The answer to this commonly asked question may sound quite silly, but lice can actually come from anywhere and basically affect anyone. Although there is a social stigma attached to it, lice infestation has nothing to do with hygiene and cleanliness. Unlike fleas, head lice do not have wings and cannot fly.
There are many ways of lice transmission like a physical contact with an affected person, sharing combs, hair brushes, hats, ribbons, scarves and headgear or sharing clothes with someone or trying them at a store or previously used by an infected person. It also happens while sitting next to the person on a couch, car seat or a movie theater.
Pediculosis is commonly seen in school children due to the ease of transmission among children who share their hair brushes in the bathrooms or use the same amateur protective sports gear such as football or baseball helmets.

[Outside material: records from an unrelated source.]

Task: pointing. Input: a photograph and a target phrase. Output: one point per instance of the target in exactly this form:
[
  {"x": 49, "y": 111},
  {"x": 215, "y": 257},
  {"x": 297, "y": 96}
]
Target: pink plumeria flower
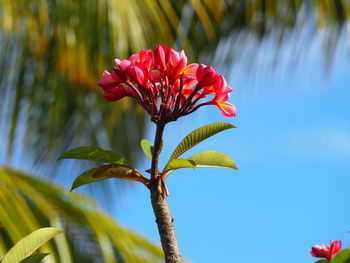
[
  {"x": 323, "y": 251},
  {"x": 165, "y": 86}
]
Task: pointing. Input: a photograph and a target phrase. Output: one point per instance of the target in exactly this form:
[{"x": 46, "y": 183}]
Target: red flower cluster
[
  {"x": 324, "y": 251},
  {"x": 163, "y": 84}
]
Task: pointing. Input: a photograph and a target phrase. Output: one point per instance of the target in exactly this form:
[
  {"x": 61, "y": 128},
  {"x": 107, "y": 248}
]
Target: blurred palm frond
[
  {"x": 27, "y": 204},
  {"x": 52, "y": 53}
]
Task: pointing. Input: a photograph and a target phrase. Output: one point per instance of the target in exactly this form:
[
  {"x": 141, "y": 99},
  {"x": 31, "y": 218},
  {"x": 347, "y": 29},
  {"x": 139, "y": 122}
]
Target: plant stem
[{"x": 160, "y": 206}]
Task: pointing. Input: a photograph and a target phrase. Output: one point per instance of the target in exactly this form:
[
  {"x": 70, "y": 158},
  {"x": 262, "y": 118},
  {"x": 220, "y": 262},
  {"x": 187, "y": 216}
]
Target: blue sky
[{"x": 292, "y": 146}]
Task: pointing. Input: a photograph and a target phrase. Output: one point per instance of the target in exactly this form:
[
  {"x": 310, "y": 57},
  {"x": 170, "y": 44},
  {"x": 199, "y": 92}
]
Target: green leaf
[
  {"x": 108, "y": 171},
  {"x": 94, "y": 154},
  {"x": 342, "y": 257},
  {"x": 29, "y": 244},
  {"x": 199, "y": 135},
  {"x": 179, "y": 163},
  {"x": 213, "y": 159},
  {"x": 35, "y": 258},
  {"x": 147, "y": 148}
]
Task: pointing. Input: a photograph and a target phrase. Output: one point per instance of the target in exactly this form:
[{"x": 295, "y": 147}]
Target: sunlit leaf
[
  {"x": 179, "y": 163},
  {"x": 108, "y": 171},
  {"x": 29, "y": 244},
  {"x": 213, "y": 159},
  {"x": 94, "y": 154},
  {"x": 35, "y": 258},
  {"x": 199, "y": 135},
  {"x": 147, "y": 148}
]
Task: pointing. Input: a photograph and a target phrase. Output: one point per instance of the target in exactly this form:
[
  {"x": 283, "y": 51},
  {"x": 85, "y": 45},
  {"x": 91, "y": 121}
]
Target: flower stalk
[{"x": 164, "y": 219}]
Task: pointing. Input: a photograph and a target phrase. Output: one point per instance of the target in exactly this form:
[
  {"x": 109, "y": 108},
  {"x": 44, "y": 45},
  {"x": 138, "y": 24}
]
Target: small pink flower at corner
[{"x": 323, "y": 251}]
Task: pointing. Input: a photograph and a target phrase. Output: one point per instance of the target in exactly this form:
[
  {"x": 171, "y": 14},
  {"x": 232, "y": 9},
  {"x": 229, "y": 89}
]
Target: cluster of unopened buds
[
  {"x": 165, "y": 86},
  {"x": 323, "y": 251}
]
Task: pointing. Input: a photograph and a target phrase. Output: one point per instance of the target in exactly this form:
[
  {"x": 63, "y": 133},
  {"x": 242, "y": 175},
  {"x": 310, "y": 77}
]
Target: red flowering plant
[
  {"x": 323, "y": 251},
  {"x": 167, "y": 88}
]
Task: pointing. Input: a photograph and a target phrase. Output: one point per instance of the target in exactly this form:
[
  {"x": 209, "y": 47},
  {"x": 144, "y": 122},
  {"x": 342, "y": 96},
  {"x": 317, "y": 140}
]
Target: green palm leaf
[
  {"x": 29, "y": 244},
  {"x": 27, "y": 204}
]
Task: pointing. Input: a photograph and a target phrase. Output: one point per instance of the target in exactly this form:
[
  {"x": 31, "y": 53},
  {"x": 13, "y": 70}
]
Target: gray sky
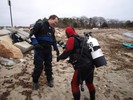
[{"x": 26, "y": 12}]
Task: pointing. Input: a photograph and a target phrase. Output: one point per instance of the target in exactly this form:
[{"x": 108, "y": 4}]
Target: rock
[
  {"x": 6, "y": 38},
  {"x": 23, "y": 46},
  {"x": 8, "y": 50},
  {"x": 7, "y": 62},
  {"x": 4, "y": 32}
]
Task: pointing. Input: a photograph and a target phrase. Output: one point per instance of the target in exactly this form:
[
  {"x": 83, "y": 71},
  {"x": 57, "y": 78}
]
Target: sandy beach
[{"x": 113, "y": 81}]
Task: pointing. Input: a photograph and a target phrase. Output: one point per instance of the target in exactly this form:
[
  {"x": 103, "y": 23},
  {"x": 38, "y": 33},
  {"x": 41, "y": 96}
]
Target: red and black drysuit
[{"x": 71, "y": 51}]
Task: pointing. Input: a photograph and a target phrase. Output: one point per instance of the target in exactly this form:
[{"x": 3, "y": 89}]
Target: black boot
[
  {"x": 92, "y": 95},
  {"x": 51, "y": 83},
  {"x": 35, "y": 86},
  {"x": 76, "y": 96}
]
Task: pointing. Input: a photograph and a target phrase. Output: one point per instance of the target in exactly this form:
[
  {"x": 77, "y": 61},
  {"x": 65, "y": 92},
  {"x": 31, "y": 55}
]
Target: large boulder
[
  {"x": 8, "y": 50},
  {"x": 6, "y": 38},
  {"x": 24, "y": 46},
  {"x": 4, "y": 32}
]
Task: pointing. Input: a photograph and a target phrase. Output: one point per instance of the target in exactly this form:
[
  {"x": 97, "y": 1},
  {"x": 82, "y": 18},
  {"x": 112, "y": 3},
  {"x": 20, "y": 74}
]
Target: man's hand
[
  {"x": 38, "y": 46},
  {"x": 57, "y": 52},
  {"x": 58, "y": 59}
]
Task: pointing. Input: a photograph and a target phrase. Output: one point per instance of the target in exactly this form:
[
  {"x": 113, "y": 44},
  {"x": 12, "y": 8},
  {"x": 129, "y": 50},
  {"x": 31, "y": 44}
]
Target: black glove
[
  {"x": 57, "y": 52},
  {"x": 58, "y": 58},
  {"x": 38, "y": 46}
]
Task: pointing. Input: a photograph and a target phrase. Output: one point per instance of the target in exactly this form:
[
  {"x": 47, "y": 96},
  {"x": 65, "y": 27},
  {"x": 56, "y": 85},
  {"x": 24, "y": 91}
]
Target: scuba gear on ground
[
  {"x": 62, "y": 44},
  {"x": 35, "y": 86},
  {"x": 96, "y": 52},
  {"x": 16, "y": 37}
]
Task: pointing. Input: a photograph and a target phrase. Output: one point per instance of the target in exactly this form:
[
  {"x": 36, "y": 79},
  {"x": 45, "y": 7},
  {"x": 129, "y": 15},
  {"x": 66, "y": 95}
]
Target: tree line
[{"x": 94, "y": 22}]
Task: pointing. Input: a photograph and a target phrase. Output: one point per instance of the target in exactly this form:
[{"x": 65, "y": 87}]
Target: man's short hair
[{"x": 53, "y": 17}]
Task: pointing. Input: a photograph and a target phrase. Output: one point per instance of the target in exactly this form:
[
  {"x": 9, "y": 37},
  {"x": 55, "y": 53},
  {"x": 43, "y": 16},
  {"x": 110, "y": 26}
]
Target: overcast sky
[{"x": 26, "y": 12}]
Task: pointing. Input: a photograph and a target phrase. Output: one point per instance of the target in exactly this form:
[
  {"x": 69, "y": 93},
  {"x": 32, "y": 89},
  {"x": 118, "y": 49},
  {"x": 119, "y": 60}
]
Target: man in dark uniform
[
  {"x": 81, "y": 73},
  {"x": 42, "y": 37}
]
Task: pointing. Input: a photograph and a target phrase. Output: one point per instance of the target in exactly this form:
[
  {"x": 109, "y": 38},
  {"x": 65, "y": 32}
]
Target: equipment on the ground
[
  {"x": 128, "y": 45},
  {"x": 96, "y": 52}
]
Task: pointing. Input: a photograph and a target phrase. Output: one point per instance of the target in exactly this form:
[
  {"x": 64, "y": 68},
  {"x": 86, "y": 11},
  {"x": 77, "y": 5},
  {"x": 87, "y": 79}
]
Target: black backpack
[
  {"x": 82, "y": 54},
  {"x": 16, "y": 37}
]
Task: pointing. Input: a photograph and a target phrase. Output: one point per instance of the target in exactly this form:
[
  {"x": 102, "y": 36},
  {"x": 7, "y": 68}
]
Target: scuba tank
[{"x": 96, "y": 52}]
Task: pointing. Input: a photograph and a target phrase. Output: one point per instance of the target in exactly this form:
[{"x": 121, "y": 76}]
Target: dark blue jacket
[{"x": 43, "y": 34}]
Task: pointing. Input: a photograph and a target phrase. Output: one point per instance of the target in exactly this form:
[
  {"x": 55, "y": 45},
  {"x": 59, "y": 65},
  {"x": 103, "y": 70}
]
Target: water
[{"x": 129, "y": 34}]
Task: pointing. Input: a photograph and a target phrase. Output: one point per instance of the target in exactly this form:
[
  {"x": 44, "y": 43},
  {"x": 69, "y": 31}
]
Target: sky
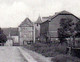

Hugging a person close to you can result in the lice transmission into your head. In some cases, pets might also be the carriers, but head lice is basically a human parasitic infestation which need human blood to survive. Once they spread from one person to another, adult lice can survive for 8 hours and the nits for 10 days.

Treatment for head Lice:

One of the most common symptoms of head lice infestation is an itchy scalp. This is sometimes accompanied by scabs or red spots. For treating head lice and to control its growth, you can use medicated shampoos or physically remove the lice and the nits from one's head.
Over-the-counter lice medications contain insecticides like pyrethrum, it is advisable not to use them in large amounts. For removing the nits, use metal or any fine-toothed lice combs. Wash and condition the hair to remove tangles from them and then comb the lice out. Besides common hair care products, there are many home remedies to get rid of head lice.
Pregnant women or those who contract allergies after using medication should consult a physician or a pharmacist. In some cases lice may affect the eyebrows and the eyelashes of a person. In this case, make sure that no medication that is pesticide based, be applied to the eye area.
After lice removal is complete, it is better to check twice a day for at least 10 days to watch out for any signs of re-infestation. Although lice usually do not survive away from a human feeding source, it is always a good idea to sanitize the objects that were in close contact with the person such as, pillows, blankets, and clothes.